A letter sent by Sandoval to the DA on Dec. 8, Byrnes and Reardon assert, shows that the DA had found that the city council had indeed broken the law and Sandoval had agreed to change the council's ways going forwards.
Not so, say Sandoval and Nielsen. From the dais, Nielsen, now a councilman, bristled at Byrnes' and Reardon's comments. But because the violations that they were alleging had happened in closed city-council meetings, Nielsen said, he couldn't say exactly why they were wrong.
"Because I respect the Brown Act, I can't really discuss this," Nielsen said to Byrnes. "But, I, sir, do not share your view. You are making assumptions beyond the facts."
The dispute centers around a deal inked last year that provides the city with the option to buy up 116 acres of open space around a site that may house a yet-to-be-approved retirement community. In closed session, the council and the members of the city's open space finance subcommittee--which includes Orange County ex-sheriff Brad Gates--discussed the terms of the agreement, which dealt with not only the price of the land but also parking, water rights and land use. Those sorts of issues are meant to be discussed in open session, council critics say.
Sandoval says the DA's investigation, now closed, did not find the city had erred. Speaking to the Weekly this morning, he said DA Feccia wouldn't even tell him what, exactly, he had been investigating. But Sandoval surmised that it had to do with the option-agreement's provisions stipulating that the council and the developer would need to eventually come to agreements on parking and other issues related to the property. He could see that an outsider might think those deals were pre-approved in closed session. But all along, he says, the intention has been that they would be publicly drafted and vetted.
He says the correspondence between him and the DA's office proves he's right, and that Byrnes and Reardon simply have reading comprehension problems. "It's unfortunate that they want to read things their own way," he says.
Byrnes and Reardon says that even if the council didn't technically break the law, it can't be a good sign that they came close enough to warrant a meeting with the DA. That meeting resulted in a request to the California Attorney General asking for a determination on how to interpret the Brown Act's language about confidential discussion of "price and terms of payment" for real estate.
"It's unseemly that this council is so close to the edge that we're going to the state," Reardon said last night.
We've got a call to the DA's office for some clarity. In the meantime, read the letters between the OCDA and the city below.
Update 2:44 p.m.: Just got off the phone with Feccia and Assistant District Attorney Michael Lubinski. Feccia says his investigation found no criminal wrongdoing on behalf of anyone with the city; criminal wrongdoing would require evidence that someone had purposefully discussed in closed session information they knew should be public. Because the option agreement was made public after it was approved, he says, they was clearly no intent on behalf of the council to keep anything it contained hidden.
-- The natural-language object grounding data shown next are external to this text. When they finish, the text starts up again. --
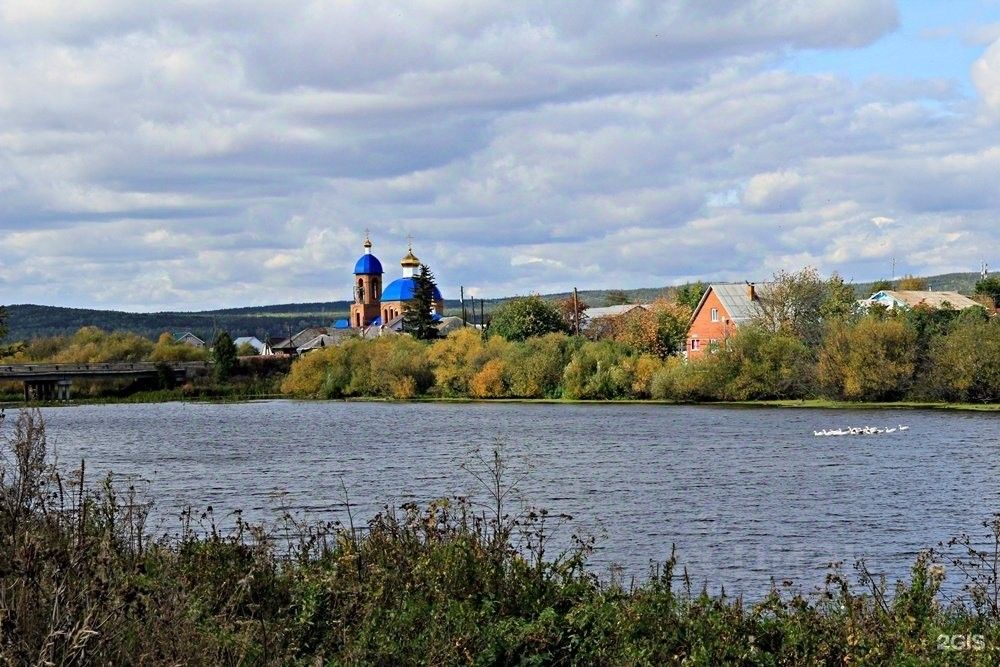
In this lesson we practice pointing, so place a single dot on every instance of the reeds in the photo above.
(82, 582)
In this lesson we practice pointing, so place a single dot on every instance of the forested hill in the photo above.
(30, 321)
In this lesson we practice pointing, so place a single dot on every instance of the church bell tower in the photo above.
(367, 288)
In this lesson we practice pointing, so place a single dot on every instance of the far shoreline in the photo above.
(816, 403)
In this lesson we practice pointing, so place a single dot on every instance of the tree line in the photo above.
(807, 339)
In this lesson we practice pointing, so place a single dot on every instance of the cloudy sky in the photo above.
(200, 154)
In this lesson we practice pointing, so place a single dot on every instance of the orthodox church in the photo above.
(374, 306)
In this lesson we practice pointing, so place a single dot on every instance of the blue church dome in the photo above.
(368, 264)
(401, 289)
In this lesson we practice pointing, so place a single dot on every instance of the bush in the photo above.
(965, 365)
(869, 361)
(600, 370)
(524, 317)
(388, 367)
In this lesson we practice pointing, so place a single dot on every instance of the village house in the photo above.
(723, 307)
(893, 299)
(254, 342)
(188, 338)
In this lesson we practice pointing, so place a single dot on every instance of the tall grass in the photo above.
(82, 582)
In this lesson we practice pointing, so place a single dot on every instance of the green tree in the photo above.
(526, 316)
(616, 298)
(418, 319)
(572, 310)
(965, 364)
(990, 287)
(224, 356)
(840, 301)
(793, 304)
(757, 365)
(872, 360)
(690, 295)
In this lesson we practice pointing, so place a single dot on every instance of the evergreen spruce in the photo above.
(417, 318)
(224, 356)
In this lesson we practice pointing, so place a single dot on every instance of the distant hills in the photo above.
(31, 321)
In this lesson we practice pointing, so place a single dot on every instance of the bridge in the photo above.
(47, 382)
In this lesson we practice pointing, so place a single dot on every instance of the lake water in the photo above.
(745, 494)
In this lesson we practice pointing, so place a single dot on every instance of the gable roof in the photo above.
(253, 341)
(734, 299)
(613, 311)
(938, 300)
(180, 337)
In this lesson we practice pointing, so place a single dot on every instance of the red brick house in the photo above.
(723, 307)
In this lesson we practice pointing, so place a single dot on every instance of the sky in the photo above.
(204, 154)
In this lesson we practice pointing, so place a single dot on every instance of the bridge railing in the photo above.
(19, 370)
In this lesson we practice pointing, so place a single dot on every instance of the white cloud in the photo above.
(194, 155)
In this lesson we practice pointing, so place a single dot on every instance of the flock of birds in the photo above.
(861, 430)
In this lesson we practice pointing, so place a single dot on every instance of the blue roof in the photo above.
(401, 289)
(368, 264)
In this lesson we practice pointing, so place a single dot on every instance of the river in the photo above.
(746, 494)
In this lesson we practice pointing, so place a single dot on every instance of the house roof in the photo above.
(253, 341)
(734, 299)
(614, 311)
(182, 335)
(913, 298)
(300, 339)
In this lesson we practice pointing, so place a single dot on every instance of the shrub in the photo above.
(600, 370)
(965, 365)
(524, 317)
(869, 361)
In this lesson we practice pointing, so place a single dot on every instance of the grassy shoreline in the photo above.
(444, 584)
(174, 396)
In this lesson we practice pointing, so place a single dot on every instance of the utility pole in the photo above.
(576, 312)
(461, 297)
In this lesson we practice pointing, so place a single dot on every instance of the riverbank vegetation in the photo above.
(82, 581)
(232, 377)
(882, 356)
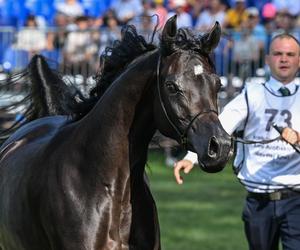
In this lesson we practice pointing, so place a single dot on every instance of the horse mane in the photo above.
(186, 39)
(113, 62)
(115, 59)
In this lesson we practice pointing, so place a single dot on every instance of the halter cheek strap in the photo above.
(181, 135)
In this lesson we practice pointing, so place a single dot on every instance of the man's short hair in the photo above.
(285, 35)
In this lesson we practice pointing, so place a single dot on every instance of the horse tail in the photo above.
(49, 93)
(36, 92)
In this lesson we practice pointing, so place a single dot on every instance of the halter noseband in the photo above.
(182, 135)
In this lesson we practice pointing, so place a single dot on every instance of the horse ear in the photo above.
(168, 36)
(211, 39)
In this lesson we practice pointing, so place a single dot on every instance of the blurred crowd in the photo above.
(76, 32)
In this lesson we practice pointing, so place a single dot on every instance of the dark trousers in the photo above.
(267, 222)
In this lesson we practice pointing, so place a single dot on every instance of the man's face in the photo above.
(284, 59)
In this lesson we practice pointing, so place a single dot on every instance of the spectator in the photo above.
(57, 35)
(31, 38)
(80, 49)
(127, 9)
(196, 8)
(236, 15)
(184, 19)
(285, 23)
(214, 12)
(292, 7)
(161, 11)
(246, 52)
(269, 172)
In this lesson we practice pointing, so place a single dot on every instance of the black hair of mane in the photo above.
(116, 58)
(113, 62)
(187, 39)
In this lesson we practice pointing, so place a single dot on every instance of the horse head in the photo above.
(186, 101)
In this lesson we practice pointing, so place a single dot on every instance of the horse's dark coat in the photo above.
(80, 185)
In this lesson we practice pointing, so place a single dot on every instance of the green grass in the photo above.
(202, 214)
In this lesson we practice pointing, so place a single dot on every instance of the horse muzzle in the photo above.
(214, 157)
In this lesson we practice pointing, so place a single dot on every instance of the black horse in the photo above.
(79, 183)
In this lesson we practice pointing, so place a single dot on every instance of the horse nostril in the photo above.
(213, 147)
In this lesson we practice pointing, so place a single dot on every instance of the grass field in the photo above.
(202, 214)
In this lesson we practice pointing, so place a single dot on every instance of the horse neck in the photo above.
(115, 114)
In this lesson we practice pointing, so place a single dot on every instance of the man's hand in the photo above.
(290, 135)
(184, 165)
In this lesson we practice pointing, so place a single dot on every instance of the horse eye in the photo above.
(171, 87)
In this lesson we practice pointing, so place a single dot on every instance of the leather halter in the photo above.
(181, 134)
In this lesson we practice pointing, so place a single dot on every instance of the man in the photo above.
(269, 172)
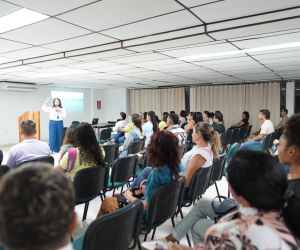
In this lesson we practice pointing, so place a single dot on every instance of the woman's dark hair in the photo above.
(90, 152)
(291, 131)
(123, 115)
(53, 104)
(164, 149)
(136, 120)
(197, 117)
(70, 136)
(153, 120)
(247, 115)
(165, 116)
(182, 113)
(260, 179)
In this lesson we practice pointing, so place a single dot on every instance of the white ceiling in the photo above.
(136, 43)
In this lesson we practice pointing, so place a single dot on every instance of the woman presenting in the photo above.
(56, 126)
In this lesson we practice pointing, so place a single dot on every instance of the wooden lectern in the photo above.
(33, 116)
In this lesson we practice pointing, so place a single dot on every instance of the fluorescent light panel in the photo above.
(236, 52)
(19, 19)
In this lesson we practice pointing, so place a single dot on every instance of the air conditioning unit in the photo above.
(17, 86)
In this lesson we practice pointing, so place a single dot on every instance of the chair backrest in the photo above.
(123, 169)
(88, 183)
(1, 156)
(218, 168)
(163, 203)
(235, 135)
(243, 133)
(105, 134)
(199, 184)
(111, 152)
(116, 230)
(136, 146)
(48, 159)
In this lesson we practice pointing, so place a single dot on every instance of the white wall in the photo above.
(113, 101)
(15, 103)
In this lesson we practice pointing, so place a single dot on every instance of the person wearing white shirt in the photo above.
(56, 126)
(266, 128)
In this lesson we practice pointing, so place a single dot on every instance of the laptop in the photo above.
(95, 121)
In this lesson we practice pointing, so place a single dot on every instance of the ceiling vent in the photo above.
(17, 86)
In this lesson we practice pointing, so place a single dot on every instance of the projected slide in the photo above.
(71, 101)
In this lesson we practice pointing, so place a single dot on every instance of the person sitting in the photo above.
(289, 153)
(135, 134)
(163, 154)
(150, 126)
(69, 140)
(36, 209)
(266, 128)
(243, 122)
(118, 128)
(284, 118)
(87, 154)
(182, 117)
(260, 186)
(30, 148)
(163, 123)
(173, 126)
(206, 116)
(218, 123)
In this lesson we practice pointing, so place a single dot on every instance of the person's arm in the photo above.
(194, 164)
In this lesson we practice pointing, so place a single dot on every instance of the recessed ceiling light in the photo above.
(19, 19)
(243, 51)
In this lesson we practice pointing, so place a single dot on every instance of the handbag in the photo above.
(226, 206)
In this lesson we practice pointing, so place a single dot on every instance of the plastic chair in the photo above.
(123, 170)
(198, 186)
(117, 230)
(217, 171)
(48, 159)
(1, 156)
(104, 135)
(162, 206)
(88, 183)
(111, 153)
(135, 146)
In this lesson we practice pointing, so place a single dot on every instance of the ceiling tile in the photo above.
(108, 14)
(47, 31)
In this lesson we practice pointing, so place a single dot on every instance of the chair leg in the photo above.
(154, 230)
(217, 191)
(86, 207)
(145, 238)
(188, 239)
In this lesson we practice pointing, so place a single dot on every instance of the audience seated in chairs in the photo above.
(164, 156)
(87, 154)
(260, 216)
(173, 126)
(36, 209)
(218, 123)
(266, 128)
(163, 123)
(69, 140)
(243, 122)
(135, 134)
(29, 149)
(284, 118)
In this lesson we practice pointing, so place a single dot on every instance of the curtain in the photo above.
(158, 100)
(232, 100)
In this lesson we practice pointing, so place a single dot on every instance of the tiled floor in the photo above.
(94, 206)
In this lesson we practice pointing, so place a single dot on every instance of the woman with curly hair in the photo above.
(163, 154)
(87, 154)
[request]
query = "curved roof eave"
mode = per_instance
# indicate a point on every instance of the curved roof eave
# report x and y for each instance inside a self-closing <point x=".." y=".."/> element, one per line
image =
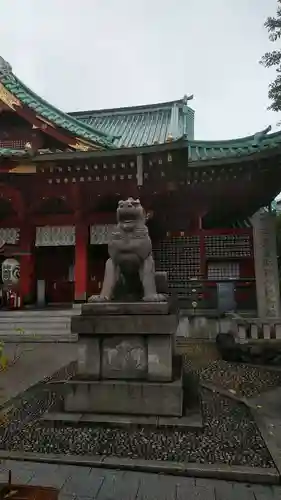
<point x="43" y="108"/>
<point x="233" y="149"/>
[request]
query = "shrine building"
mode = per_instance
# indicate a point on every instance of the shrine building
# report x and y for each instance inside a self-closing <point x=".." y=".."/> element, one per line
<point x="62" y="175"/>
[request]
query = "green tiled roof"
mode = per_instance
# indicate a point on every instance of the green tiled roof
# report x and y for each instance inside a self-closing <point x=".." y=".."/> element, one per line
<point x="215" y="150"/>
<point x="46" y="110"/>
<point x="7" y="152"/>
<point x="143" y="125"/>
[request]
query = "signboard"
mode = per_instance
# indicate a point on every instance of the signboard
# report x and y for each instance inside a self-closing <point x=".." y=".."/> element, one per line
<point x="226" y="297"/>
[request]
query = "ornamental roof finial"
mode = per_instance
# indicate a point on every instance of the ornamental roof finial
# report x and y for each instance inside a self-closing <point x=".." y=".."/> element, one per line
<point x="5" y="68"/>
<point x="187" y="98"/>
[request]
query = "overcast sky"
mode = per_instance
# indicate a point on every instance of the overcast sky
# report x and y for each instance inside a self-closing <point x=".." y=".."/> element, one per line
<point x="107" y="53"/>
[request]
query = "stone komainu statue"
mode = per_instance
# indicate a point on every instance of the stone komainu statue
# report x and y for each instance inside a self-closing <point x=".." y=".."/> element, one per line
<point x="130" y="252"/>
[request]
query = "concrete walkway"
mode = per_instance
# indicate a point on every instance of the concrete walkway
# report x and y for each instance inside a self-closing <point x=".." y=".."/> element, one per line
<point x="34" y="362"/>
<point x="84" y="483"/>
<point x="37" y="361"/>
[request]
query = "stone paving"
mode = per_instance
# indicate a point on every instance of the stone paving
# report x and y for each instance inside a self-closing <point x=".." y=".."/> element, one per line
<point x="102" y="484"/>
<point x="37" y="361"/>
<point x="34" y="362"/>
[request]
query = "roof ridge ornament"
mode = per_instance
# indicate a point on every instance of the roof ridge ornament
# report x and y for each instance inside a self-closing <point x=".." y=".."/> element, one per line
<point x="259" y="136"/>
<point x="5" y="68"/>
<point x="187" y="98"/>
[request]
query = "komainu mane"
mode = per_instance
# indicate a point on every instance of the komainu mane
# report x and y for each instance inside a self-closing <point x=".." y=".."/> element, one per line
<point x="130" y="253"/>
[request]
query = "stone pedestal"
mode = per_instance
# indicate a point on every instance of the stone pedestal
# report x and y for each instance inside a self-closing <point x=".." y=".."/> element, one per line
<point x="266" y="267"/>
<point x="125" y="362"/>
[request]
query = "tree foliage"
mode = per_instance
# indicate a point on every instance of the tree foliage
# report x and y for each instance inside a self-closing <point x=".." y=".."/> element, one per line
<point x="273" y="58"/>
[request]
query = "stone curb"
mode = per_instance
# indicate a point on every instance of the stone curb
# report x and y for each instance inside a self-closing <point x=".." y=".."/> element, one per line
<point x="214" y="471"/>
<point x="224" y="392"/>
<point x="50" y="339"/>
<point x="268" y="438"/>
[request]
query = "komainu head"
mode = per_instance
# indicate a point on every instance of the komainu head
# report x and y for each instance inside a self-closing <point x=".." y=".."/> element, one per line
<point x="130" y="214"/>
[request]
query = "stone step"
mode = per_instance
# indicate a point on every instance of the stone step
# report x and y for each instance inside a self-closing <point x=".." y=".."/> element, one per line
<point x="35" y="321"/>
<point x="33" y="330"/>
<point x="44" y="313"/>
<point x="47" y="336"/>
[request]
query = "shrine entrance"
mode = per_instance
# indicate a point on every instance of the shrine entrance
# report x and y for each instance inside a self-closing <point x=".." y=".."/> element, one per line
<point x="98" y="255"/>
<point x="55" y="266"/>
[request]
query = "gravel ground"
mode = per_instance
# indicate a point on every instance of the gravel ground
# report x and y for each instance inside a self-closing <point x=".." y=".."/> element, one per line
<point x="230" y="436"/>
<point x="244" y="379"/>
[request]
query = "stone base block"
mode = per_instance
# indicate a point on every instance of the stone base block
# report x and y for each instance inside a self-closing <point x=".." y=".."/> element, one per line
<point x="89" y="357"/>
<point x="120" y="397"/>
<point x="138" y="324"/>
<point x="124" y="357"/>
<point x="159" y="355"/>
<point x="123" y="308"/>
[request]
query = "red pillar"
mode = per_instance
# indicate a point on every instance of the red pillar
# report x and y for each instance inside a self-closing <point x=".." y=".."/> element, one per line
<point x="27" y="264"/>
<point x="81" y="262"/>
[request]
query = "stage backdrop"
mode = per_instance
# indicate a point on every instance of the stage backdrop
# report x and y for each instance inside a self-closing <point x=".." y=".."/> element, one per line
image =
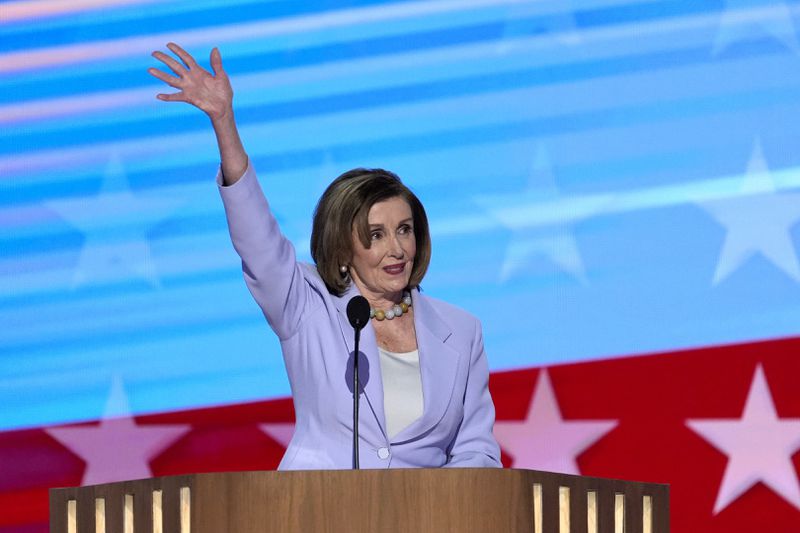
<point x="613" y="188"/>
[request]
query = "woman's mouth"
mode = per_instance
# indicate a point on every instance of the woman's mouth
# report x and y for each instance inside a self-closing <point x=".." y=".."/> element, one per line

On the question of whether discussions of land use in closed session should have been conducted in the open, Feccia says the law is unclear. No court case has tested the question other than Shapiro vs. San Diego City Council, which said that a city couldn't hold closed-session discussions about a land issues without having those discussions being tied to a the potential acquisition of a specific piece of real estate.
"This is a grey area of the law," Feccia says. "The complainant [Byrnes] seems to think this is a bright line. It is not. If it was a bright line, we would have acted. "
Sandoval's Dec. 18 letter said that San Juan Capistrano would hold all future discussions about the option agreement in the open, but it's Feccia's impression--and Sandoval's contention--that that had been the city's plan all along.
Lubinski confirmed that he went over all of this with Byrnes and Reardon yesterday.
"We did not see anything sinister at all as to the conduct of the council members or the city arttorney or manager," Lubinski said. "Everyone's trying to do the right thing. We're real pleased with the results."